Языковые модели GPT-2 и GPT-3^[5] были важными шагами в технике подсказок. В 2021 году разработка многозадачных подсказок с использованием нескольких наборов данных обработка естественного языка показала хорошую производительность при решении новых задач^[6]. В методе, называемом подсказкой по цепочке рассуждений, языковой модели даются несколько примеров задачи, что улучшает их способность проводить рассуждения^[7]. Подсказки по цепочке рассуждений также можно выполнять как задачу обучения с нулевым выстрелом, добавляя к подсказке текст, который поощряет цепочку мыслей (например, «Давайте думать шаг за шагом»), что также может повысить производительность языковой модели в многошаговых задачах требующих рассуждений^[8]. Широкая доступность этих инструментов была обусловлена публикацией нескольких интерактивных блокнотов с открытым исходным кодом и проектов по синтезу изображений под руководством сообщества^[9].
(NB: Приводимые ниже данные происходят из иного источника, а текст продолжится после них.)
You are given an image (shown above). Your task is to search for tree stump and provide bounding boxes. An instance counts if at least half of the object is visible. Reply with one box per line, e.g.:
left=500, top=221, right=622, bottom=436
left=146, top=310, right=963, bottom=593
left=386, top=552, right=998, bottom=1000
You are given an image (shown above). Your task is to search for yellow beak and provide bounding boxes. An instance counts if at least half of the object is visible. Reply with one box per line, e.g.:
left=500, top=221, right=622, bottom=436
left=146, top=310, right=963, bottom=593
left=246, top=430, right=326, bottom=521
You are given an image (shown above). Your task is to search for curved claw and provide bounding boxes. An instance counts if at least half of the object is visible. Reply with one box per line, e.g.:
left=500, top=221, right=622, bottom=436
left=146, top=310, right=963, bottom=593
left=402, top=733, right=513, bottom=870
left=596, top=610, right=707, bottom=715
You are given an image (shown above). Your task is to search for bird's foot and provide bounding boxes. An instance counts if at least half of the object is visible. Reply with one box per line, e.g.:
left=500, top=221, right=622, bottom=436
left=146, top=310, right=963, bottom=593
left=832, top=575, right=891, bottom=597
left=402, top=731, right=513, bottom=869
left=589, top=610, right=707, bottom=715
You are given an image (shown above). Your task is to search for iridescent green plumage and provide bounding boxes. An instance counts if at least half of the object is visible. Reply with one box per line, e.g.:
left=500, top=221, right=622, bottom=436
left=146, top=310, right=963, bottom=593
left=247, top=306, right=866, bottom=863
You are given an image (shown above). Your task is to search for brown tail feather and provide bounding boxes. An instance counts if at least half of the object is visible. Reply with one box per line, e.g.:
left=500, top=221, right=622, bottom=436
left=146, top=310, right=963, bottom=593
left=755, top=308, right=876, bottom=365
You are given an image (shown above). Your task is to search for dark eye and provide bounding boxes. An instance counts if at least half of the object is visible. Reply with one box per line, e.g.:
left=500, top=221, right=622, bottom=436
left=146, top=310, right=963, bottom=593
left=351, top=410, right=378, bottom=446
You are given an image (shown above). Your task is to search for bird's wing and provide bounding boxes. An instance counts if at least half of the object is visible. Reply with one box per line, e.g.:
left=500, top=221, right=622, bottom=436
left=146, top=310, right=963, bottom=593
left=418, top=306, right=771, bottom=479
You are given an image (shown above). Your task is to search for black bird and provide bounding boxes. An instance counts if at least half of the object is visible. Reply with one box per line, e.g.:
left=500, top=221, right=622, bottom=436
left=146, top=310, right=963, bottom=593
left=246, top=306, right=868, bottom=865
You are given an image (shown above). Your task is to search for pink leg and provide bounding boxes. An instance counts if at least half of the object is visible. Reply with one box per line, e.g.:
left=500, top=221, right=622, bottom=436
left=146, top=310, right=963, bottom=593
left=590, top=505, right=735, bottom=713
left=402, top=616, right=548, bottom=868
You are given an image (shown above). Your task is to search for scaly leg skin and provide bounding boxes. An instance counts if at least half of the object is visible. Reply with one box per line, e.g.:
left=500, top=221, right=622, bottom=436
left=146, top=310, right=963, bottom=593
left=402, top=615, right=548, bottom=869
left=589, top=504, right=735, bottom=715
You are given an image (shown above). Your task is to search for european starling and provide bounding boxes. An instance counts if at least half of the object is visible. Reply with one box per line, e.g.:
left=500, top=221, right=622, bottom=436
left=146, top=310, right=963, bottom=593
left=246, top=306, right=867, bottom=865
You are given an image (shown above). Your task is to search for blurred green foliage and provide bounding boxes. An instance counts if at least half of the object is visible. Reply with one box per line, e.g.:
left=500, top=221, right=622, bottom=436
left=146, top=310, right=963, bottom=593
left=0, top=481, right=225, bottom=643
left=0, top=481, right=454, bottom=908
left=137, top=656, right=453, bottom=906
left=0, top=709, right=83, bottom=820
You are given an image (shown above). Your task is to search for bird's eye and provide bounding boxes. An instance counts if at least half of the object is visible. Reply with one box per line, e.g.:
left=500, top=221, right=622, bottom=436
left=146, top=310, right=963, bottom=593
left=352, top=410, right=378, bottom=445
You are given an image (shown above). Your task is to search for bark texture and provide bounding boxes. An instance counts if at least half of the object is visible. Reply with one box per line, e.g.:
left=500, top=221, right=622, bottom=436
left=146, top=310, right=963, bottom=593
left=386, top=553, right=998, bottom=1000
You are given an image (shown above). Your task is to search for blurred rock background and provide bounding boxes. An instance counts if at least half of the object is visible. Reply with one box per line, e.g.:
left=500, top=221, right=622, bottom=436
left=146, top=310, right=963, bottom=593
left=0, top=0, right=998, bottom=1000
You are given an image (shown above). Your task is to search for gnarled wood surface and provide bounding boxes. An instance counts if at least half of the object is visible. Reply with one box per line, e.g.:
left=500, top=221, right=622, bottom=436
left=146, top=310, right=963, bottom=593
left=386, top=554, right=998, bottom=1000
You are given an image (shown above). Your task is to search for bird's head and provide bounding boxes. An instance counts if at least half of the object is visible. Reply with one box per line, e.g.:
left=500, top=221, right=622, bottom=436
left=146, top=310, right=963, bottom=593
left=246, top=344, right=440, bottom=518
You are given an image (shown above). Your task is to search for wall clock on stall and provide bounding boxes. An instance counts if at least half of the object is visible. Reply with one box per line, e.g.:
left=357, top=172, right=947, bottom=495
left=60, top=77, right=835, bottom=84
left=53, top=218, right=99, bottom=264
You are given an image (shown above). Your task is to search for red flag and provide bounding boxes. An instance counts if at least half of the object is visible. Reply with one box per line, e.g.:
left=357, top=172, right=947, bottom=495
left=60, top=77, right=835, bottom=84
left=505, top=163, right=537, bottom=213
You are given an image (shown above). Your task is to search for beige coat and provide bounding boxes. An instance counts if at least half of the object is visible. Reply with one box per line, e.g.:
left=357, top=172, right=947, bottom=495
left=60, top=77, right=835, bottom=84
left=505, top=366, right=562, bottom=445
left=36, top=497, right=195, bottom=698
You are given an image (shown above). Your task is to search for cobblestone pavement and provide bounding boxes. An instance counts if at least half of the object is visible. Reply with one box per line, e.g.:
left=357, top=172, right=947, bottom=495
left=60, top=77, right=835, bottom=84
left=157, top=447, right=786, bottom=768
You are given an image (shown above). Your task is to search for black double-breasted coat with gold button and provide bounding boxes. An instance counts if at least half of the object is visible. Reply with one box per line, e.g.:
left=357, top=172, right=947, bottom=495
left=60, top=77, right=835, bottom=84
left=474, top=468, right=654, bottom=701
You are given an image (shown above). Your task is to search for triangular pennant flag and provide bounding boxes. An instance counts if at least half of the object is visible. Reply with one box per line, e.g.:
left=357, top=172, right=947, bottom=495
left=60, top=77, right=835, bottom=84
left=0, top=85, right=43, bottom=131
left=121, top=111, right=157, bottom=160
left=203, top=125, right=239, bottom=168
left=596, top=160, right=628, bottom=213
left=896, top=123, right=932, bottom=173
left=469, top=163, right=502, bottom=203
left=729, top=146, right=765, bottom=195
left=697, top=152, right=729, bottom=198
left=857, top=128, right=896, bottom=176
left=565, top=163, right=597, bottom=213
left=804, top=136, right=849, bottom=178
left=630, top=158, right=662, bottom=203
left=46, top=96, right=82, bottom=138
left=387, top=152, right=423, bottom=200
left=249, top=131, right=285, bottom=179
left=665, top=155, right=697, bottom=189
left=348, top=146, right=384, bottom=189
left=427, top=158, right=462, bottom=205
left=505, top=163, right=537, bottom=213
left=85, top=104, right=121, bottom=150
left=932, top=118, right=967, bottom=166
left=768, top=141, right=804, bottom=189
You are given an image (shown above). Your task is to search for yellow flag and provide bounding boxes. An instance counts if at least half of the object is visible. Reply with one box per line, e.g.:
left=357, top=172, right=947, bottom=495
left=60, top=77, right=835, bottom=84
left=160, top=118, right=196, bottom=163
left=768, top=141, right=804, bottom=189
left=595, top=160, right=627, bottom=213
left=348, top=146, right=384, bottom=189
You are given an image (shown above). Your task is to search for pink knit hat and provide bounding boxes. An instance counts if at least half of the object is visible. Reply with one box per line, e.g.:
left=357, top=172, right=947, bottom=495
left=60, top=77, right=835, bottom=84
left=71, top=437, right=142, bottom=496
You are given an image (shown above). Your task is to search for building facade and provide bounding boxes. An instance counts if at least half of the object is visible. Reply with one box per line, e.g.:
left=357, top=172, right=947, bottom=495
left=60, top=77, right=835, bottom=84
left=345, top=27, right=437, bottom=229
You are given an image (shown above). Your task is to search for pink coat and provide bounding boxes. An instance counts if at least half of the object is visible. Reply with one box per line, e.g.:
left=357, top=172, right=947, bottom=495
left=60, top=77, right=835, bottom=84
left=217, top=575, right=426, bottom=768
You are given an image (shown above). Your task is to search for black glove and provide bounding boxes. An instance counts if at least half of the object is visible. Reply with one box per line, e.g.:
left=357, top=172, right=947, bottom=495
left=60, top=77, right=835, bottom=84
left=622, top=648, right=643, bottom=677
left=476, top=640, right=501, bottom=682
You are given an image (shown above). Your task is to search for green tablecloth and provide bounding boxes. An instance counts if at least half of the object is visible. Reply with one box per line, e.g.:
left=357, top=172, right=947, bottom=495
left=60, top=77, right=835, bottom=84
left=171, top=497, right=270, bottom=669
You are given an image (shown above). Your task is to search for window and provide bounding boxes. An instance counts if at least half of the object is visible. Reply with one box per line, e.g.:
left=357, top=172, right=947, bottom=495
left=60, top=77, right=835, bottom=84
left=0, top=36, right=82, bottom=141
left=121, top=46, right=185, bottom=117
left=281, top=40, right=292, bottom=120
В описании обработки подсказок сообщается, что в феврале 2022 года было доступно более 2000 общедоступных подсказок для примерно 170 наборов данных^[10].

В 2022 году были выпущены модели машинного обучения, такие как DALL-E 2, Stable Diffusion и Midjourney. Эти модели принимают текстовые подсказки в качестве входных данных и используют их для создания изображений, что вводит новую категорию разработки подсказок, связанную с подсказками преобразования текста в изображение^[en][11].

Вредоносное применение

Техника подсказок — это семейство связанных эксплойтов компьютерной безопасности, осуществляемых путём получения моделей машинного обучения (например, большой языковой модели), которые были обучены следовать инструкциям человека, чтобы следовать инструкциям, предоставленным злоумышленником, что противоречит предполагаемой операции, систем, следующих за инструкциями, в которых модель машинного обучения предназначена только для выполнения доверенных инструкций (подсказок), предоставляемых оператором модели машинного обучения^[12][13][14].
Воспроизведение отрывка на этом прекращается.